I've never really liked Metal Gear games, but I am loving Metal Gear Solid V so far. Not for the story, though, or the stealth. Mostly for the balloons.
Not since Armed and Dangerous' Land Shark Gun has a video game tool been so funny and practical at the same time. You can steal jeeps! Kidnap soldiers! Get sleeping bad guys off the battlefield!
And did you know your horse uses one at the end of every mission? It's how he gets home!
Like a lot of fancy military tech in Metal Gear games, there's truth behind Kojima's wackiness. The game's fulton balloons are, from the name to their use, a tribute to one of the coolest pieces of actual Cold War spy gear, the Fulton surface-to-air recovery system, or STARS. It's also commonly referred to as the "Skyhook" system.
Made kinda-famous by James Bond in 1965's Thunderball (above), STARS was created and developed in the 1950s by Robert Edison Fulton, Jr., an old-school adventurer (he rode a motorbike from London to Tokyo!) and inventor.
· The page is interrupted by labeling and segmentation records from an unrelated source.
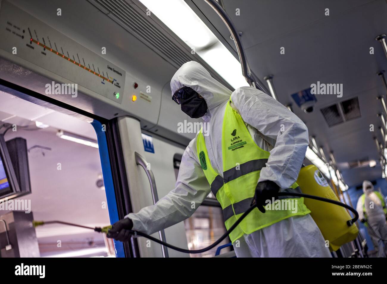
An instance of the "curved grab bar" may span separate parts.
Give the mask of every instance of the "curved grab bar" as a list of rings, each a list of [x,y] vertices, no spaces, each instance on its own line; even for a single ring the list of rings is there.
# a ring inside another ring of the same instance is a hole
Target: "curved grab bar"
[[[152,192],[152,197],[153,199],[153,204],[156,204],[159,201],[159,197],[157,194],[157,190],[156,188],[156,182],[154,180],[154,176],[153,175],[153,173],[151,170],[148,170],[147,167],[148,163],[146,160],[142,156],[140,155],[137,152],[134,152],[135,159],[136,161],[136,163],[139,166],[141,166],[145,170],[145,173],[148,177],[149,183],[151,184],[151,191]],[[160,240],[163,241],[166,241],[165,233],[164,230],[161,230],[159,231],[159,235],[160,236]],[[161,250],[163,251],[163,257],[169,257],[168,254],[168,249],[166,247],[161,245]]]
[[[234,39],[234,42],[235,43],[236,46],[236,51],[239,56],[239,61],[242,67],[242,75],[246,79],[247,83],[251,87],[254,87],[267,94],[270,94],[266,86],[250,70],[246,58],[245,49],[242,44],[242,41],[229,16],[227,15],[224,9],[216,0],[204,0],[204,2],[209,5],[221,17],[228,29],[230,33],[231,34]]]

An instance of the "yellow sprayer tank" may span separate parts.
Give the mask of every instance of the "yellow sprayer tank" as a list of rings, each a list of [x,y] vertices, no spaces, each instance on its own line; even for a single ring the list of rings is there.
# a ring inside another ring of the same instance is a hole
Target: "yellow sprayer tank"
[[[297,183],[305,194],[340,201],[314,165],[301,168]],[[310,198],[305,198],[304,203],[312,211],[310,215],[325,240],[329,241],[331,252],[337,250],[342,245],[356,238],[359,230],[356,224],[351,226],[347,224],[347,221],[352,218],[345,208]]]

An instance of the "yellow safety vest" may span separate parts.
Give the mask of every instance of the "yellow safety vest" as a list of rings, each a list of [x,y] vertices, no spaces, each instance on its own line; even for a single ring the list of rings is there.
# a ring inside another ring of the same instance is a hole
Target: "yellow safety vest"
[[[384,211],[384,213],[387,214],[387,208],[386,208],[386,204],[384,202],[383,197],[378,191],[374,191],[373,192],[375,193],[375,194],[376,194],[376,196],[377,196],[379,198],[379,199],[380,200],[380,201],[381,201],[382,203],[382,207],[383,208],[383,211]],[[367,214],[365,212],[365,204],[364,204],[365,201],[365,194],[363,193],[360,198],[361,198],[361,202],[363,204],[363,213],[364,214],[364,218],[366,219]]]
[[[211,191],[220,203],[224,224],[228,230],[250,207],[260,170],[265,166],[270,155],[255,144],[241,117],[230,105],[231,102],[230,97],[226,107],[223,121],[223,177],[212,167],[211,161],[208,159],[202,129],[198,134],[197,142],[199,160],[211,185]],[[259,115],[259,114],[257,114]],[[301,192],[296,183],[291,188],[280,191]],[[291,209],[267,210],[266,213],[262,213],[257,208],[255,208],[230,233],[231,242],[233,243],[244,234],[250,234],[289,217],[305,215],[310,213],[304,204],[303,198],[288,198],[289,197],[284,196],[280,198],[291,202],[292,199],[293,202],[296,201],[297,207],[295,210],[296,212],[293,212]]]

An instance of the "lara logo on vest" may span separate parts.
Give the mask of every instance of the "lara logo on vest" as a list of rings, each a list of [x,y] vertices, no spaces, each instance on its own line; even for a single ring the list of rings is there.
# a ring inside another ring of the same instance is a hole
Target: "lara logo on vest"
[[[228,147],[228,150],[231,150],[231,151],[234,151],[240,148],[244,147],[243,146],[247,143],[245,141],[243,141],[242,139],[239,136],[236,135],[236,129],[234,129],[234,131],[231,133],[233,138],[230,139],[231,143],[230,146]]]

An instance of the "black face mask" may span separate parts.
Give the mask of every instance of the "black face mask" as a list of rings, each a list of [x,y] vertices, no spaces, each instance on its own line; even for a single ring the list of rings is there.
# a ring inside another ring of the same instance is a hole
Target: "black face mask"
[[[176,93],[182,106],[182,111],[192,118],[201,117],[207,112],[207,104],[199,94],[189,87],[183,87]],[[176,101],[175,100],[175,101]]]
While working on another weird project (a flying car), Fulton had pondered how a person needing to be airlifted could be extracted if they were stuck somewhere neither aircraft or helicopters could land.
Fulton worked with the CIA to tackle this challenge, the Agency recognising the value in getting agents off the ground and into an aircraft as quickly as possible, without the aircraft having to land. This not only avoided the need for an aircraft to expose itself to danger, but would allow the extraction of an agent from almost anywhere.
Fulton's idea involved attaching a balloon to somebody, having that balloon lift them into the sky and then having an aircraft "scoop" them up once they reached a certain altitude.
Throughout the 1950s, Fulton tested STARS with weights, dummies and various aircraft on the way to developing a workable system, while the CIA secretly did its own testing — on humans — using a simpler design.
If you think sticking balloons onto animals in MGSV is weird, consider this: one of the last tests Fulton performed on his design involved a pig, and went...well, the CIA tells it like this:
Fulton first used instrumented dummies as he prepared for a live pickup. He next used a pig, as pigs have nervous systems close to humans. Lifted off the ground, the pig began to spin as it flew through the air at 125 mph. It arrived on board undamaged but in a disoriented state. Once it recovered, it attacked the crew.
By 1958, Fulton's research was almost complete. The system recorded its first human pickup in August, and the process had been pretty much finalised: an aircraft would drop a package that contained a harness, a braided nylon line, a helium bottle and a balloon. Someone on the ground would collect this, wear/attach the harness to cargo, inflate the balloon and be shot into the sky. Which was the easy part; an aircraft, normally a C-130 Hercules, would then have to collect the person/package:
The pickup aircraft sported two tubular steel "horns" protruding from its nose, 30 feet long and spread at a 70° angle. The aircraft would fly into the line, aiming at a bright mylar marker placed at the 425-foot (130 m) level. As the line was caught between the forks on the nose of the aircraft, the balloon was released and at the same time the spring-loaded trigger mechanism (sky anchor) secured the line to the aircraft. As the line streamed under the fuselage, it was snared by the pickup crew, using a J-hook. It was then attached to a powered winch and pulled on board. The aircraft also had cables strung from the nose to the wingtips to keep the balloon line away from the propellers, in case the catch was unsuccessful.
STARS saw its first active service in 1962 on Operation Coldfeet when a pair of American agents were retrieved — despite atrocious visibility — following their survey of an abandoned Soviet research base. Below is a shot of one of those agents, Maj. James Smith, celebrating his successful retrieval on-board the specially-modified B-17 that picked him up.
Over the next three decades, STARS was used extensively by the US, not just on CIA missions but by the Air Force and Navy as well. And in spite of fears over how elaborate and dangerous it had appeared (the Navy had such concerns in 1961 that Operation Coldfeet had nearly been cancelled), between 1962 and the system's demise in the 1990s only a single fatality was recorded.
STARS was phased out in 1996 when the last branch of the services employing it, Air Force Special Operations Command, ceased supporting the tech. As useful as it had been to the US during the Cold War, advances in helicopter range and landing capabilities had rendered STARS unnecessary.
So the next time you're sticking a balloon to an unconscious sheep and wondering, "what the hell am I doing here, Kojima, you're crazy", know that the only crazy thing about Fulton's invention being in the game was Kojima being smart enough to include something so cool in the first place.